How do you see your future?
I will be always a designer, but I would like to look into other formats to discuss and develop contemporary themes. I see the near future in Chicago as a visiting professor in the Architecture and Design department of The School of the Art Institute of Chicago. My plans relate to the development of active props and architectural structures. I imagine eventually withdrawing from the role of a professor and shifting towards the role of a theatre director. I think theatre could break with traditional expectations of design and architecture.
As someone who is always creating and expanding your network, how did this artistic journey begin?
I was already a communicative, artistic child before Kindergarten. I wasn’t necessary interested in security, but rather in being challenged.
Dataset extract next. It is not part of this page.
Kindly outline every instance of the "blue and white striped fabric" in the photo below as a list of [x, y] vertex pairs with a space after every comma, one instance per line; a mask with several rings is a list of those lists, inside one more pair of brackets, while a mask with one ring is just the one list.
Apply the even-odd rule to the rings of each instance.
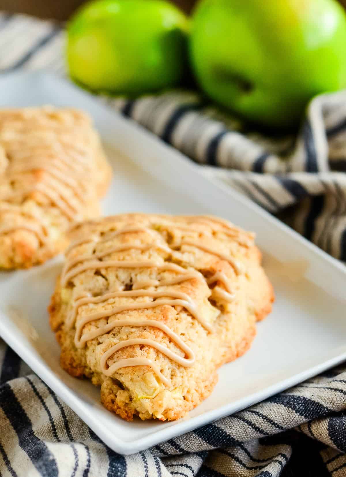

When I was twelve I was the head of the dance group in school, where I developed choreographies. What I do today hasn’t really changed from what I have done as a child. I am still alone a lot while being constantly surrounded by other people.
Was MATANDME the start of your exciting career?
My brother Matthäus Krzykowski gave me the MATANDME domain as a gift in 2007. He told me to put all my encounters and observations on a blog, because he thought it was exceptional how much time I dedicated to studio visits while I was a student. I started collecting Drawn Interviews to convince people to let me see their studios and houses.
What is one of your biggest strengths?
James McLachlan from Icon Magazine UK says I am astute. Can we call it a strength?
How did DEPOT BASEL start?
With an encounter between Laura Pregger and myself. She was a Basel-based product and jewellery designer and I was already initiating cultural projects. We saw each other occasionally at various cultural events and at some point she said I should come to Basel. Together with Moritz Walther, a cultural manager, and Elias Schäfer, an economist, we founded the so-called ‘Place for contemporary design,’ because we shared a common vision. We felt that design should be developed and discussed beyond commercial organisations and already existing cultural institutions that urgently needed an update, because they deal with design of the past and rarely with design of today.
What ideas are you currently exploring?
I am into methods and formats. My interests are frameworks for discourse and development. One format I developed is Design Date. You might think it professionally matches people on stage, but its unrehearsed theater, maybe a performance, that shows how adulation manipulates us to make decisions.